Do Traffic Lights Enable Auto-Texters?

One of the concepts I discovered while researching this week’s Geek Life column (which will be published here and in the Yukon News tomorrow) is that of risk compensation.

Risk compensation posits that we accept more risk as we sense a greater degree of safety and security around us.

So, for example, bikers who wear helmets travel faster and more aggressively than those who do not, generally negating the safety element of the helmet. In contrast, bikers who do not wear helmets travel at a slower pace, demonstrate more environmental awareness, and exhibit greater caution when, say, crossing an intersection.

So what effect does risk compensation have on text messaging in motor vehicles (an activity which reduces one’s reaction time by over 30%)?
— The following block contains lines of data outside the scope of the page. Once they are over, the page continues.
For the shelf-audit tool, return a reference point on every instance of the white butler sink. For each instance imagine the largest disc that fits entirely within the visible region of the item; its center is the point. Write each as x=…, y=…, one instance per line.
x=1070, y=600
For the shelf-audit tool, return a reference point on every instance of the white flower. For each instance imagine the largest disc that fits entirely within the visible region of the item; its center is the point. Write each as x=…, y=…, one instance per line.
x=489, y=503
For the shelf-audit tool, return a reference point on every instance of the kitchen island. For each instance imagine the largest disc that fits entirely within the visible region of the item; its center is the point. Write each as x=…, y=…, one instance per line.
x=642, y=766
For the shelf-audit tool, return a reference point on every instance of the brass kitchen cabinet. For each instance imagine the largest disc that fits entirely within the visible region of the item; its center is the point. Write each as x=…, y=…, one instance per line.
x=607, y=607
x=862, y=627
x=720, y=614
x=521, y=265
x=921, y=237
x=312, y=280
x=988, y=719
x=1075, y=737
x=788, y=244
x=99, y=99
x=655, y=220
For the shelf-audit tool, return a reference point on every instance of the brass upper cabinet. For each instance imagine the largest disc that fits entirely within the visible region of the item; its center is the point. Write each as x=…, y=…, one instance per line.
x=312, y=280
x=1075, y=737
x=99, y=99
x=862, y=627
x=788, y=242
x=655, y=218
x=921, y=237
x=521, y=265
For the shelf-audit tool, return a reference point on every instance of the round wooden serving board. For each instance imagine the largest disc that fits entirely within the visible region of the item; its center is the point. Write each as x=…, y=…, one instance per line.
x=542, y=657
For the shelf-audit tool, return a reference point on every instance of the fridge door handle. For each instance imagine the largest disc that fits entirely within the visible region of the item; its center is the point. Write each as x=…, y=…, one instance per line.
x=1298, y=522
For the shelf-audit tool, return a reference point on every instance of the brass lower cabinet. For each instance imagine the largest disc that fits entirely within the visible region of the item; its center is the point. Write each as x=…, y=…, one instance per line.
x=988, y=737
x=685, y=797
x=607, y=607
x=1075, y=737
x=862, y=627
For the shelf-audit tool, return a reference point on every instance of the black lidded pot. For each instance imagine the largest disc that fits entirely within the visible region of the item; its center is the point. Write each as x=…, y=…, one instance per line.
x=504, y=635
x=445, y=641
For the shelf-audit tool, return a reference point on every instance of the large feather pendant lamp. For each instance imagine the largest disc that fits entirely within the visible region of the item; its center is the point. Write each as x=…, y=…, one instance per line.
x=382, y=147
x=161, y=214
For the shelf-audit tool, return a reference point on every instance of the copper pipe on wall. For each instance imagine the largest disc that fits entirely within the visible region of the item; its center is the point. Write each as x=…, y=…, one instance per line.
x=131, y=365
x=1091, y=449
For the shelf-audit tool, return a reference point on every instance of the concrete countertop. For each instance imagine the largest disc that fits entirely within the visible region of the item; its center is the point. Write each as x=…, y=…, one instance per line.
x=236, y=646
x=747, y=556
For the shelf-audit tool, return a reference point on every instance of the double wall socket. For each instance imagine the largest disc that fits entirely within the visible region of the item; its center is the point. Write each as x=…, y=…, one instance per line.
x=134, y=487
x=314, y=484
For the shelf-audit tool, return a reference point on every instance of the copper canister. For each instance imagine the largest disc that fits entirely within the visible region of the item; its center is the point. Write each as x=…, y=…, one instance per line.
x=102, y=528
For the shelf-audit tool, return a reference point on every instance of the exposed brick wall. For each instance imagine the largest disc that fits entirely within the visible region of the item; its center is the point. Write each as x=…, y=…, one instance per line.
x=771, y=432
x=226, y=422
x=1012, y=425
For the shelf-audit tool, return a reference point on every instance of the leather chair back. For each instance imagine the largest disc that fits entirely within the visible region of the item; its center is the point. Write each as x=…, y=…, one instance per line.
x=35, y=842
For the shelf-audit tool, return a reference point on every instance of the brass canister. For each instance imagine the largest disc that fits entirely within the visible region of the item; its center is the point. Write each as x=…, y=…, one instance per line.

I wonder if the safety-oriented design of roadways doesn’t give drivers a false sense of security that makes texting seem okay? Does the system of road markings, signs, and traffic lights seem to afford the luxury of textual distraction?

I’m just wondering…

2 thoughts on “Do Traffic Lights Enable Auto-Texters?

  1. There is quite an interesting movement to get rid of traffic signs / markings / etc. whatsoever.

    See this article:

    http://www.spiegel.de/international/spiegel/0,1518,448747,00.html

    “European traffic planners are dreaming of streets free of rules and directives. They want drivers and pedestrians to interact in a free and humane way, as brethren — by means of friendly gestures, nods of the head and eye contact, without the harassment of prohibitions, restrictions and warning signs.”

    “A project implemented by the European Union is currently seeing seven cities and regions clear-cutting their forest of traffic signs. Ejby, in Denmark, is participating in the experiment, as are Ipswich in England and the Belgian town of Ostende.”

    Same thinking as yours. I don’t know what happened since — the article is from November 2006, 3 years ago.